I could tell my mother was regularly making these same type of calculations in her mind before she passed away suddenly at age 83 in 2019. Her passing plunged me into a deep depression that I am still dealing with until today. I have improved greatly thanks to therapy and supportive relatives and friends. But on one point I have disagreed with my therapist.
“You gave up your newspaper career and professional life when you moved back to Brazil to live with your mother,” my therapist Regina said to me one day in one of our sessions.
“Maybe, but I have no regrets,” I told her. “I lived so many years away from my parents, ever since I left home at age 18, that I wanted to spend more time with my mother,” I explained. Twenty-seven years to be precise. In all of those years I only saw my mother around eight times, for only a few weeks at a time. I went to college in the US and lived in Saudi Arabia working as a journalist in the intervening years, and my parents had stayed in Brazil after my father retired from the diplomatic service.

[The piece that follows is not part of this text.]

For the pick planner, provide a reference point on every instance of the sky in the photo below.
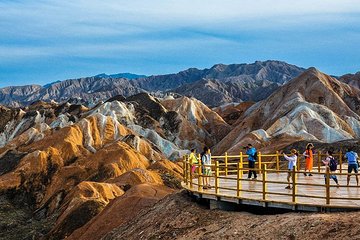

All of this was brought back into focus this week when I read Tim Urban’s wonderful article in the New York Times, “How to Get Back the Time Covid Stole,” in which he ponders on how many days he has left with his parents before they die. He used various graphs with the article to show how finite our lives are in terms of the number of weeks in a year, and then in our lifetimes. If he lives to be 90 years old, that will be 4,320 weeks. But when you’re nearly 58 like I am, then you’ve already lived 2,784 weeks.
“Check out the grid below. That’s one box for every week of a 90-year life,” writes Urban. “It often feels like we have countless weeks ahead of us. But actually, it’s just a few thousand – a small enough number to fit neatly in a single image. Once you visualize the human life span, it becomes clear that so many parts of life that we think of as ‘countless’ are in fact quite countable.”
His musings are a refreshing look at our mortality as human beings. Something that our society does not encourage us to talk about.
The eleven years I got to spend living with my mother, after my father passed away in 2008, were sacred for me. I got to be there to help my mother as she aged, and to share many laughs with her along the way. I told my therapist that I don’t regret the years I spent with my mother in her final years.
The pandemic has shook everyone up, making us re-evaluate our priorities. I decided that family was more important and acted upon it. What will you do?